What happens to all of the prize money when someone forgets to cash a winning ticket?
It is different in each state. In Minnesota, all of the unclaimed prize money goes to the state General Fund. The answer is different for Powerball, Mega Millions and Hot Lotto jackpots. Unclaimed jackpots for these games would go back to the participating states based on the percentage of sales that they contributed to the prize fund.
How can I find out about unclaimed prizes?
Visit our Unclaimed Prizes page to see which games have prizes remaining. We try to update our list of unclaimed prizes at least once every weekday.
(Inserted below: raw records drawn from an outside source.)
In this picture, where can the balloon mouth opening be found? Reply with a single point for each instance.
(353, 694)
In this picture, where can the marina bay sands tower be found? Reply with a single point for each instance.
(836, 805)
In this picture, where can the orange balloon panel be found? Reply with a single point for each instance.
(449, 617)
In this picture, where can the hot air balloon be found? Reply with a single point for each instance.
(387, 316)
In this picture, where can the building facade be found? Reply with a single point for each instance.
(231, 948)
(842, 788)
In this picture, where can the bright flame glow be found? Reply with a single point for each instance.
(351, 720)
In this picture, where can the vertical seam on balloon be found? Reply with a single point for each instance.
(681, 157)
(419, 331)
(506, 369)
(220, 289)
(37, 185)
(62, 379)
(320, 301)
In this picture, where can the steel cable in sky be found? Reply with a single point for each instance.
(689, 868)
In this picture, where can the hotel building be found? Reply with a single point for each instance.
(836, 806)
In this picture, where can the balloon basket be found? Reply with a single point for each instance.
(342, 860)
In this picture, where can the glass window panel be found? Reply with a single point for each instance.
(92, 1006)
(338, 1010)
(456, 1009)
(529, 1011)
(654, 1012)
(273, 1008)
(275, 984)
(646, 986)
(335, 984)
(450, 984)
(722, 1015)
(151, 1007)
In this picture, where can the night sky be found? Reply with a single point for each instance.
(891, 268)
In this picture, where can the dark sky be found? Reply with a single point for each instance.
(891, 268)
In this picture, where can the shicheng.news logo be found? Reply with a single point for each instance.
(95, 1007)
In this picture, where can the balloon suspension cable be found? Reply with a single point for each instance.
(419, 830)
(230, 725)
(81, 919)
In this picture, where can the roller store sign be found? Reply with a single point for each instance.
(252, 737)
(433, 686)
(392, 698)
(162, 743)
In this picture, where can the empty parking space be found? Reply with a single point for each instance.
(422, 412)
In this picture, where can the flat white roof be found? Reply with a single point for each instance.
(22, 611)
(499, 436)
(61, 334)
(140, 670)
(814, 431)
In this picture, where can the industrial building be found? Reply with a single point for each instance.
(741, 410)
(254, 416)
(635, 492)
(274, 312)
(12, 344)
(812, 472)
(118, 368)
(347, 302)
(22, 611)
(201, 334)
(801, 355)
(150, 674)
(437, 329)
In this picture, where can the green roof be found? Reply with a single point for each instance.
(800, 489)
Why does it seem like all the major prizewinners are in the Twin Cities metro area?
An analysis of winner location reflects proportionate winners to sales volume across the state. Approximately 50 percent of sales occur in the Twin Cities metro area so over time, about 50 percent of winning tickets will be purchased in the metro area. Check the Winners By Region page for our big winners.
I'm in a lottery pool at work. How many people can go together to claim a winning lottery prize?
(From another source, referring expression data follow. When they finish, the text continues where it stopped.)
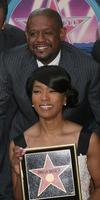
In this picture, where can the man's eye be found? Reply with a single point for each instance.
(49, 33)
(36, 91)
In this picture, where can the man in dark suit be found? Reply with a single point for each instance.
(45, 45)
(10, 36)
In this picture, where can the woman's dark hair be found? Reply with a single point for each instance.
(54, 77)
(4, 6)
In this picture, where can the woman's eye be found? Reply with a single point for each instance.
(36, 91)
(52, 91)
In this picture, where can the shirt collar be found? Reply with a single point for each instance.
(54, 62)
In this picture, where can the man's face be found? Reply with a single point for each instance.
(1, 18)
(44, 38)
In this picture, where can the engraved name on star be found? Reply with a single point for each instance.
(49, 175)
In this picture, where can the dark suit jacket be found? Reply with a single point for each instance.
(17, 64)
(16, 112)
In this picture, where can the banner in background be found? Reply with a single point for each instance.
(80, 17)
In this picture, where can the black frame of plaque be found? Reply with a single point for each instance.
(35, 152)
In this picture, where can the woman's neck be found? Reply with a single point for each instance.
(50, 127)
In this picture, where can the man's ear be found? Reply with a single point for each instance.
(62, 34)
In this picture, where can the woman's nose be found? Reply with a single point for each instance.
(44, 95)
(41, 37)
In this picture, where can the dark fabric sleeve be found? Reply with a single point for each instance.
(20, 141)
(96, 51)
(84, 140)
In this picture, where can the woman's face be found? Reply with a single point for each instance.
(47, 102)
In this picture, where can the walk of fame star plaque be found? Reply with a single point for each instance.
(50, 173)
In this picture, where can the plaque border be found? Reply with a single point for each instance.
(75, 167)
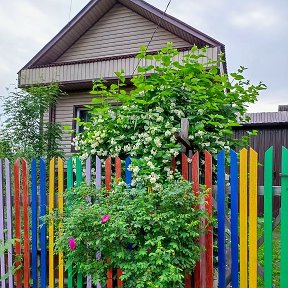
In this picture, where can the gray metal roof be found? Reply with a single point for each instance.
(266, 118)
(95, 9)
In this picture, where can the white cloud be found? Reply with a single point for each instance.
(269, 101)
(259, 18)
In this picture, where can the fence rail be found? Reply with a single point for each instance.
(34, 190)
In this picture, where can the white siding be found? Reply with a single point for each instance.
(120, 32)
(90, 71)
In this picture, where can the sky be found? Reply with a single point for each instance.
(254, 33)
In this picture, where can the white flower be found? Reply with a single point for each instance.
(157, 142)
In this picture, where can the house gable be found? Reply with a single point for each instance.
(104, 37)
(119, 32)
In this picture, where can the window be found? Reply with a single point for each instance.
(84, 116)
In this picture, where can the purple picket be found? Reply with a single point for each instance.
(2, 224)
(88, 181)
(98, 172)
(88, 171)
(9, 219)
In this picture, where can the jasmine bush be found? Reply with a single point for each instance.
(164, 91)
(152, 236)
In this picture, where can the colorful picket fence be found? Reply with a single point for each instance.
(34, 190)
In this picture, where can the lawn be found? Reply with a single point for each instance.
(276, 255)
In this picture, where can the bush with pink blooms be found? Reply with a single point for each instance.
(151, 236)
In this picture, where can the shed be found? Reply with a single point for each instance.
(272, 130)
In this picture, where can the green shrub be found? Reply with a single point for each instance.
(152, 236)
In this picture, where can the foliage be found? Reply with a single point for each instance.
(25, 131)
(150, 114)
(152, 236)
(4, 249)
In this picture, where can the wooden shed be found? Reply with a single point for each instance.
(272, 130)
(103, 38)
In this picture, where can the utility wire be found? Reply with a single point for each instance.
(158, 24)
(70, 10)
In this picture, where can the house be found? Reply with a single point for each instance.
(103, 38)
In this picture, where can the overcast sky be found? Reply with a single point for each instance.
(254, 33)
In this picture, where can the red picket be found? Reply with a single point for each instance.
(209, 234)
(17, 203)
(26, 224)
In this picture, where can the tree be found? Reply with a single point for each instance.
(25, 131)
(144, 125)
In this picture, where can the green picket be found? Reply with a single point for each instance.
(69, 186)
(284, 221)
(78, 183)
(268, 220)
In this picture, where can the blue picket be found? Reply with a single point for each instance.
(43, 231)
(234, 217)
(34, 223)
(221, 219)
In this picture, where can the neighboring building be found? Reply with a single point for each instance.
(103, 38)
(272, 130)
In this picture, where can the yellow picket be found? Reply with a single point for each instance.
(51, 223)
(253, 177)
(60, 206)
(243, 218)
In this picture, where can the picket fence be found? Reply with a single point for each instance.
(25, 199)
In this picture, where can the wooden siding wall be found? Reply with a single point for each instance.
(267, 136)
(120, 32)
(91, 70)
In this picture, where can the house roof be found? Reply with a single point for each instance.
(267, 118)
(95, 9)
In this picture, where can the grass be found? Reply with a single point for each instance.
(276, 255)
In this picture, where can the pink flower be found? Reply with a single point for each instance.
(105, 218)
(72, 243)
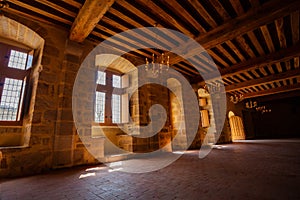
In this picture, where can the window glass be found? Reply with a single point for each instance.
(100, 107)
(10, 99)
(116, 81)
(17, 60)
(101, 77)
(116, 108)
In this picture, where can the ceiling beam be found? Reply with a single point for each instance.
(269, 79)
(255, 63)
(88, 17)
(286, 88)
(238, 26)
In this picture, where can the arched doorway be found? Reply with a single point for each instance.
(236, 126)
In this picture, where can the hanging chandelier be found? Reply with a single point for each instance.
(237, 98)
(158, 65)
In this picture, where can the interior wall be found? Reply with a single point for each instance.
(282, 122)
(53, 142)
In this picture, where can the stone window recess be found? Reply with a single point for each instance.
(111, 101)
(15, 67)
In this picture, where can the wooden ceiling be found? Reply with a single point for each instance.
(254, 43)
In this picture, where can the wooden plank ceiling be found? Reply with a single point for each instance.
(254, 43)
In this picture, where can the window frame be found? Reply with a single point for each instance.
(14, 73)
(109, 90)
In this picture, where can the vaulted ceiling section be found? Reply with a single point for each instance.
(254, 43)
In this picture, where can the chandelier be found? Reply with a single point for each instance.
(253, 104)
(236, 98)
(158, 64)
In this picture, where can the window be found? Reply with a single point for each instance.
(108, 98)
(15, 64)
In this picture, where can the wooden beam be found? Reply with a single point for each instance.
(88, 17)
(254, 18)
(40, 11)
(256, 63)
(287, 88)
(269, 79)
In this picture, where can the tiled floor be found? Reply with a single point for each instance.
(267, 169)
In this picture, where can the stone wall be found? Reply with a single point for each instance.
(53, 138)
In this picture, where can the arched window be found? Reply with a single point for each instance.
(15, 68)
There is no limit; however, each person wanting to claim part of the prize will need to fill out an individual claim form. See the Claim a Prize section of our website for additional details.
What is the cutoff time to buy tickets for each night’s drawing?
Powerball drawings are held Wednesdays and Saturdays at 9:59 p.m. Sales cutoff is 9 p.m. on drawing days.
Mega Millions drawings are held Tuesdays and Fridays at 10 p.m. Sales cutoff is 9 p.m. on drawing days.
Lucky for Life drawings are held Mondays and Thursdays at 9:38 p.m. Sales cutoff is 8:10 p.m. on drawing days.
Hot Lotto drawings are held Wednesdays and Saturdays at 9:40 p.m. Sales cutoff is 9 p.m. on drawing days.
All or Nothing drawings are conducted twice each day. Midday drawings are held daily at 12:45 p.m. (sales cutoff is 12:10 p.m.) Evening drawings are held daily at 8:45 p.m. (sales cutoff is 8:10 p.m.).
Gopher 5 drawings are held Mondays, Wednesdays and Fridays at 6:17 p.m. Sales cutoff is 6:10 p.m. on drawing days. • Northstar Cash and Daily 3 drawings are held daily at 6:17 p.m. Tickets must be purchased by 6:10 p.m.